The time has come to examine the nouns that the average person uses most in a day, a year, or even perhaps a whole life.

The Oxford University Press (OUP) has furnished a list which showed that “time” is the commonest, “person” comes second, with “year” in third place and “day” in fifth, well ahead of “life”, which comes ninth. Day is pushed out of fourth place by “way”; but “way” is a bit of a cheat, since the Oxford experts say it has 18 separate meanings.
The words at the top of the list are mostly severely practical, and as you’d expect with the severely practical, most of them are Old English.
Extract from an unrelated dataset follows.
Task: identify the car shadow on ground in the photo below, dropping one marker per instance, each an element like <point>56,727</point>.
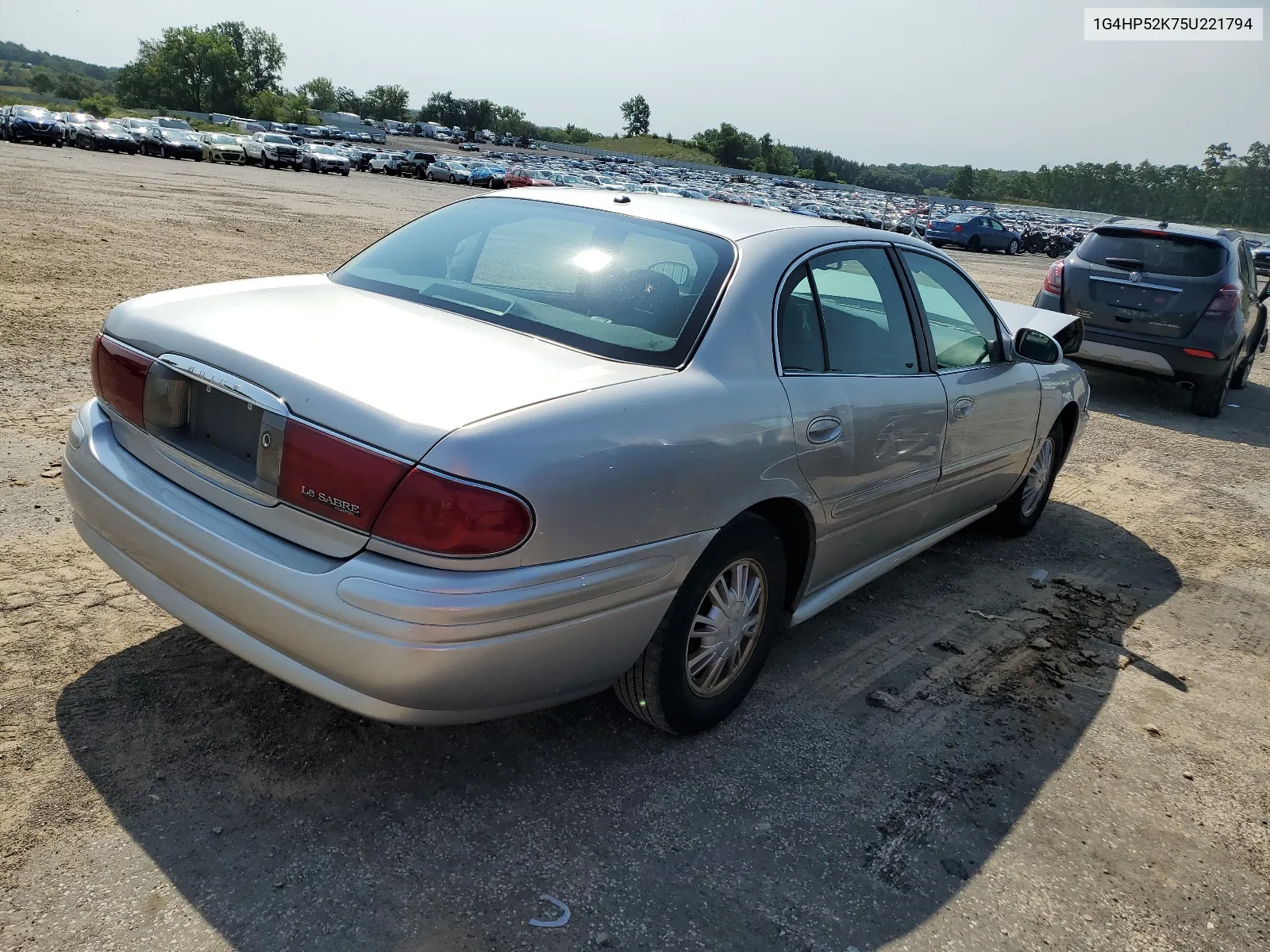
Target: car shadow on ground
<point>1164,404</point>
<point>887,750</point>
British author Melvyn Bragg, in his bestselling book The Adventure of English, has a different list of commonest words from Oxford’s: the top noun in his collection is “word”. but both sources agree on two essentials: the dominance of Old English roots, and the preference for short words over long ones.
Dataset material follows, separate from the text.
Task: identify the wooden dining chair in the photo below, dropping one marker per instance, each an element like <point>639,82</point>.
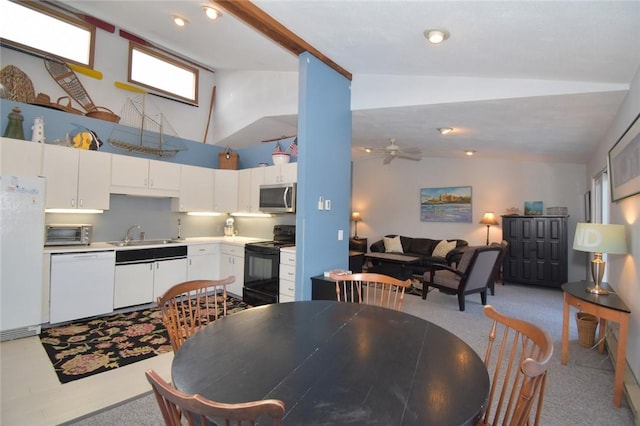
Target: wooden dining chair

OUP’s list of nouns has a tang about it of “how we live now”. “Man”, as the Oxford team notes, comes seventh, “child” 12th and “woman” only 14th. “Work” is 16th, but “rest” and “play” don’t make the top 20 — a reminder, perhaps, that “time” is what most people complain they are always short of.
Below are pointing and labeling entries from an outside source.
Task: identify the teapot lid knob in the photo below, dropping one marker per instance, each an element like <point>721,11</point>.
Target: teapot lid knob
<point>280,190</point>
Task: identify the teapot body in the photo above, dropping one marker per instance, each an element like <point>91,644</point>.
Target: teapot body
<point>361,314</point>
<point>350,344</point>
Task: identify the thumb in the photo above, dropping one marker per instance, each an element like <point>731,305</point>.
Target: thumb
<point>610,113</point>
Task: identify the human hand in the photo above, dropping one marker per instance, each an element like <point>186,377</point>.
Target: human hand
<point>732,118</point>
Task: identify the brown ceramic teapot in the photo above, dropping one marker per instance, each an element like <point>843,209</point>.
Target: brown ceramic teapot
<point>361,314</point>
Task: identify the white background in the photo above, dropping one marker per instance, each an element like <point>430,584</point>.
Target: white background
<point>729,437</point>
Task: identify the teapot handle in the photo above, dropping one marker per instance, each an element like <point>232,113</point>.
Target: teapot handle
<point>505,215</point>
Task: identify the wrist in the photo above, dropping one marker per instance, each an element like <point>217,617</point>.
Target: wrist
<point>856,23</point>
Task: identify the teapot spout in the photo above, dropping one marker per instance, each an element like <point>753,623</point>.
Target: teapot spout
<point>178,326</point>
“War” is 49th; “peace” doesn’t make the top 100. The OUP’s project manager, Angus Stevenson, thinks words score well if they occur, as “time” does, in familiar phrases: perhaps “case” (18th) and “point” (19th) are cases in point.
Significantly, the longest of the list’s leading nouns is the 20th – “government”.

Word facts

  • “Dreamt” is the only word that ends in the letters “mt”.
  • The symbol on the “pound” key (#) is called an octothorpe.
  • The word “set” has more definitions than any other word in the English language.
  • “Underground” is the only word that begins and ends with the letters “und.”
  • The longest word in the English language is pneumonoultramicroscopicsilicovolcanoconiosis.